Pierson told The New York Times that she would “leave no stone unturned. I am committed to a full and robust fact-finding that allows me to look at what went wrong.”

The sequestration cuts are a result of the House never sitting down with the Senate to reconcile the budget. It was allegedly put into place in order to keep folks from walking away from the negotiation table, but meanwhile, Republicans were championing sequestration as the solution long before it was implemented, and while denying credit in mainstream press, taking a bow for it on Fox News.

Paul Ryan bragged on Fox News in August of 2011 of the sequestration cuts, “We actually got discretionary caps in law. I’ve been fighting for these spending caps ever since the day I came to Congress. We couldn’t even get these kinds of spending caps in the Bush administration.”

Ryan continued, speaking directly about his pleasure in cutting money to government agencies like the Secret Service, “What conservatives like me have been fighting for, for years are statutory caps on spending, legal caps in law that says government agencies cannot spend over a set amount of money.”

On Nov. 11, 2011, the First Daughters were put into peril due to an unthinkable security breach and further stand down order.

Former Republican Representative Eric Cantor admitted that he and former Vice Presidential nominee Representative Paul Ryan (R-WI) were the driving force behind the sequestration cuts. Republican Jack Kingston introduced sequestration as GOP “reform” in 2010.

Republicans tried to blame President Obama for the sequester after it turned into a political disaster, but the discovery of a 2011 PowerPoint presentation that Speaker John Boehner gave to Republicans detailing his sequester idea killed that mid deployment. The White House has had a plan on the table since December of 2012 to deal with sequestration to no avail.

The sequestration cuts were wild and brash, with no thought they just slashed the budget. The results have been nothing short of disastrous for many federal agencies, including the Veterans Administration and the IRS.
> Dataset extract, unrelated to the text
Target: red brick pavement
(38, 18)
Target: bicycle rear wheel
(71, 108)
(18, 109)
While sequestration is not the only reason for the terrifying failures of the Secret Service to protect the First Family, it does take money to run things. It takes money to pay good people– a concept that Republicans tout when it excuses Wall Street bonuses in the millions while refusing to raise the minimum wage.

But when it comes to all things government, from Medicare to Social Security to food stamps to the Veterans Administration to the Secret Service, Republicans can’t stop themselves from starving the beast and thereby imposing the chaos of an uncivilized land.

Meanwhile, it was just revealed that the man who jumped the fence earlier this month and gained entry to the White House got further than previously reported. The Secret Service can’t afford to be down 550 people.